Throughout, Amanpour hammers the claim that Jewish settlements violate international law and she seeks to paint this position as a universally accepted view with a lopsided parade of like-minded commentators. Yet apart from any judgement about the political advisability of building or not building settlements, many legal scholars argue these communities are, in fact, legal and do not violate Article 49 of the Fourth Geneva Convention as the detractors claim. Such experts include Meir Shamgar, former Israeli Supreme Court Justice, internationally renowned legal scholar Professor Julius Stone and Former Under Secretary of State Eugene Rostow, among others. But not one scholar of this viewpoint is given voice in a two-hour feature largely devoted to decrying settlements and their residents.
Also consistent with Amanpour's propaganda-style use of images and editing is her grossly misrepresenting American presidential views of settlement legalities. A video clip shows former UN Ambassador William Scranton saying: 'Substantial resettlement of the Israeli civilian population in occupied territories, including East Jerusalem, is illegal.' Amanpour then declares: "Ever since, American presidents both Democrat and Republican have spoken from virtually the same script."
The next image is Ronald Reagan making a tangential comment framed as agreeing with Scranton. But Reagan explicitly did not speak from the same script. "As to the West Bank," he said in a February 1981 New York Times story, "I believe the settlements there, I disagreed when the previous [Carter] Administration referred to them as illegal, they're not illegal."
Read the whole thing.
… Numerous other falsehoods and distortions mar the production.
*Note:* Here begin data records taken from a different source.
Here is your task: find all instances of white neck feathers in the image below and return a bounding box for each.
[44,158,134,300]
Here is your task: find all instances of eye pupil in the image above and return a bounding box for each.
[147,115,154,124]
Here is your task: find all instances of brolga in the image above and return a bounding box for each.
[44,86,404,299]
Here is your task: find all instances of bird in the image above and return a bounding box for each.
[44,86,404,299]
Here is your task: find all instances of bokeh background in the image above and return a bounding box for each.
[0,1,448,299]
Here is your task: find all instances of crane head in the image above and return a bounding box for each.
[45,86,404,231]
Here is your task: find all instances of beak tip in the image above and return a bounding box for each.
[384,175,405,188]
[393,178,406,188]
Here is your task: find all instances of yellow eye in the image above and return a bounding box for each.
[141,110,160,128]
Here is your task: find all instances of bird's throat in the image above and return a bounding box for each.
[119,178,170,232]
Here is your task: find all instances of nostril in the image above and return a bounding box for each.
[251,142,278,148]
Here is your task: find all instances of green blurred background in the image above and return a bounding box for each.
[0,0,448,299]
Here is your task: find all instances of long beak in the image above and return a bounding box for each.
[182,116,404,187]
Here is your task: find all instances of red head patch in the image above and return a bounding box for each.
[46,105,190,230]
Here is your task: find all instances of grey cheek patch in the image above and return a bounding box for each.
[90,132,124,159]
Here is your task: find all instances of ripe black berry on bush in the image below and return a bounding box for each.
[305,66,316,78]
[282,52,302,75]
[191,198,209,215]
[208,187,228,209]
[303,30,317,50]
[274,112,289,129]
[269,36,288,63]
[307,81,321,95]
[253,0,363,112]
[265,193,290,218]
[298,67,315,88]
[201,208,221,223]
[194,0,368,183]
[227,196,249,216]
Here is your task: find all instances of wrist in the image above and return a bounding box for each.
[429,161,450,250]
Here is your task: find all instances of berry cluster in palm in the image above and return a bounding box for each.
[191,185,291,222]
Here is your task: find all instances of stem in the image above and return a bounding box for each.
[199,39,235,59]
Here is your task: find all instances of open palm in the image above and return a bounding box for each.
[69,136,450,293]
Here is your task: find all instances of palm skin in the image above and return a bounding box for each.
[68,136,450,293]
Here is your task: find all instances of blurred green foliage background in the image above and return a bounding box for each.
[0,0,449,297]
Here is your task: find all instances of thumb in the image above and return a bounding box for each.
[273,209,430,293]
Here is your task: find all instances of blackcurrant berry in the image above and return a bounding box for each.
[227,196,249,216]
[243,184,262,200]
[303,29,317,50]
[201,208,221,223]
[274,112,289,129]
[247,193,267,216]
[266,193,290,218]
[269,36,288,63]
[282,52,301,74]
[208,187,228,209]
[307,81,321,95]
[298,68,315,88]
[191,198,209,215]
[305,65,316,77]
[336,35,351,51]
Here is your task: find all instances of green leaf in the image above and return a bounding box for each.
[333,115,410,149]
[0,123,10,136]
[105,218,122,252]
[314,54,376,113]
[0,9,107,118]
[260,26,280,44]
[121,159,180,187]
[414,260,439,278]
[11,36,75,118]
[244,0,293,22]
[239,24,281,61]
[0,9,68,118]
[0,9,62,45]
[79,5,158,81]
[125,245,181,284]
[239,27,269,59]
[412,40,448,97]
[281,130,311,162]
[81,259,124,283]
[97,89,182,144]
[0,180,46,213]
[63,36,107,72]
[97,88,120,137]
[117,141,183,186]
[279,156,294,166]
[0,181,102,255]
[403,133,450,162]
Amanpour declares bizarrely that "the 40-year tug of war over Jerusalem began when Israel bulldozed the Arab neighborhood next to the Western Wall and built a plaza where Jews now pray." Obviously, the modern battle over Jerusalem 'began' 60 years ago when the Arabs attacked in 1948 to destroy the newborn state of Israel, seizing the eastern side of Jerusalem, including the Jewish quarter of the old city. Every Jew was expelled or killed and all synagogues destroyed. Thereafter for 19 years, no Jew could pray at the Western Wall and Christians had limited access to their holy sites.
Amanpour has railed against Jewish settlements to this day.
I wonder whether the Obama reeducation team will force all the kiddies to watch it.